COPYRIGHT(2016) Kirkus Reviews, ALL RIGHTS RESERVED.



Library Journal

July 1, 2016

Environmental writer Reece (Lost Mountain) takes a road trip to explore the idea of utopia within the United States, past and present. In Reece's opinion, the country is facing unprecedented economic, environmental, political, and social crises. Change is the only option going forward, and it needs to be revolutionary, transforming how we view our environment, food, natural resource use, time, work, and more. For the author, these changes are modeled on the concepts and efforts of the varied utopian experiments in American history. This novel approach leads Reece to travel to a number of communities expressing different economic, family, political, religious, sexual, and social examples; some he finds necessary and adaptable to confront the current dilemma. He claims that these societies teach us which paths to take and which to avoid. Intriguingly, despite the dismal results of these utopian efforts, Reece remains hopeful that such endeavors should be applied to the nation at large.
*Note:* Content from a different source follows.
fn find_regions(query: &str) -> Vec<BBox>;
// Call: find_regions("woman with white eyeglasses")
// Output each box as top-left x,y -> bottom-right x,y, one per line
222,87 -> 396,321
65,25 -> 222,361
VERDICT Recommended for readers interested in travel writing, environmentalism, and U.S. history.--Scott Vieira, Rice Univ. Lib., Houston

Copyright 2016 Library Journal, LLC Used with permission.



Booklist

Starred review from July 1, 2016
Reece (An American Gospel, 2009) takes us on a delightful road trip into the optimistic past of a unique form of American idealism. The early 1800s saw the proliferation of a widespread notion that life in this new world could be better, that the new continent deserved a society based upon something nobler, more uplifting than transplanted European industrialism. The philosophy of the day bore the newly coined term, socialism, and between 1820 and 1850, some two-hundred separate communities sprang up across the country. Following in the philosophical footsteps of the likes of Emerson, Thoreau, John Humphrey Noyes, and the Shakers, Reece visits the homes of these rugged individualists. Clearly, he's enamored of their dreams and their resolve, and he observes that whatever fault brought them down, it wasn't their embrace of socialism. Rather, it was the crush of an American consumer culture so unsustainable . . . that we now stand on the verge of both environmental calamity and an intractable federal plutocracy. Even as he acknowledges the failures of these communities, Reece is confident that we can learn from them and create a sustainable future. Hitching a ride on Reece's journey and catching his contagious optimism is entertaining and engaging.(Reprinted with permission of Booklist, copyright 2016, American Library Association.)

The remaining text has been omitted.